The underlying assumption of Kolb's (1984) learning styles is that an individual learner has a preferred approach to learning or an approach where they are more able. Although this does emphasise the strengths of an individual's approach to learning it does undervalue or ignore the complementary abilities an individual may have. The total of these other abilities may account for a greater part of their learning capacity than the dominant style alone. Hence Kolb's learning styles may give a false impression of an individual's learning abilities.

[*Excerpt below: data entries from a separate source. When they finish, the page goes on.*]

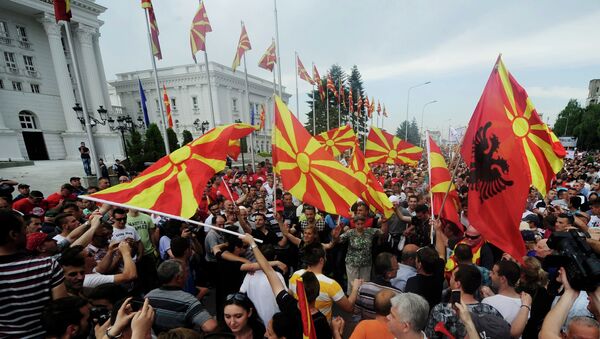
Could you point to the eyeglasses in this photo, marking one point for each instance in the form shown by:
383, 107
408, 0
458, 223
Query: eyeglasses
236, 296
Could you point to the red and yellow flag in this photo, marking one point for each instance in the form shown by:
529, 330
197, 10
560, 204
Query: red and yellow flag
308, 325
307, 171
62, 9
147, 4
175, 183
439, 179
200, 26
507, 148
373, 196
167, 103
337, 140
302, 73
243, 46
331, 86
384, 148
268, 60
319, 82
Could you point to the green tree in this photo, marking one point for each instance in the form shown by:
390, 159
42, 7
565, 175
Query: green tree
172, 137
413, 132
135, 148
187, 137
154, 145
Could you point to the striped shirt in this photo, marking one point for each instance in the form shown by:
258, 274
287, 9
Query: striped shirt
26, 285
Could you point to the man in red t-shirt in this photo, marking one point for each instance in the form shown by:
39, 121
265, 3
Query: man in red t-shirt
58, 198
33, 204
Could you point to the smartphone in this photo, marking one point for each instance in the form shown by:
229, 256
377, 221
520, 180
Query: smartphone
454, 297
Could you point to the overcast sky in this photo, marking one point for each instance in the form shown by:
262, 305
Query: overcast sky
551, 47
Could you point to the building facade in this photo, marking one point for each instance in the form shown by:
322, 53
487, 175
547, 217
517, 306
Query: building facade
37, 82
187, 88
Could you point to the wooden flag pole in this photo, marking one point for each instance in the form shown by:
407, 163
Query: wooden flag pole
163, 214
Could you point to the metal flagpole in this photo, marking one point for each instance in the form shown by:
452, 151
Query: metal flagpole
249, 113
278, 54
86, 118
158, 92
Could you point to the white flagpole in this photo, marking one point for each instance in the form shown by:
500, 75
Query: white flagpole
158, 92
86, 118
162, 214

Questions have also been raised concerning the stability of Kolb's learning styles across time and hence their predictive validity if used to inform choices or learning environments (Garner, 1997; Garner, 1999; Grippin, 1988; Homan, Pavlica and Thorpe, 1997). However, Kolb's learning styles do give an insight into the cyclical nature of learning and the basic processes and skills needed to effectively learn (Kruzich, Friesen and Van Soest, 1986; Nulty and Barrett, 1996 and Raschick, Maypole and Day, 1998). What appears to be needed is a realigning of how learning style information is interpreted and exploited, rather than abandoning of the concept all together.

One possible way of achieving this realignment is to use Kolb's inventory data to produce Total Learning Style Scores (TLSS) rather than learning styles. TLSS reflects an individual's total inventory score across all four of Kolb's dimensions of learning. Using a group of 38 participants it was found that although constitution of TLSS varied, TLSS were stable across time, unlike Kolb's learning styles (Curry, 1991; Garner, 1997, Homan, Pavlica and Thorpe, 1997) indicating that TLSS reflects a more essential quality of learning. TLSS of the participants were then mapped onto academic performance as reflected by degree course grades. It was found that students with high TLSS performed significantly better than those with low TLSS (P< 0.05). This result clearly indicates that TLSS assess an individual's ability within the learning domain. The implications of TLSS for learning style theory and measurement are discussed. Finally the implication for learning style theory of the potential relationships between IQ and TLSS is presented.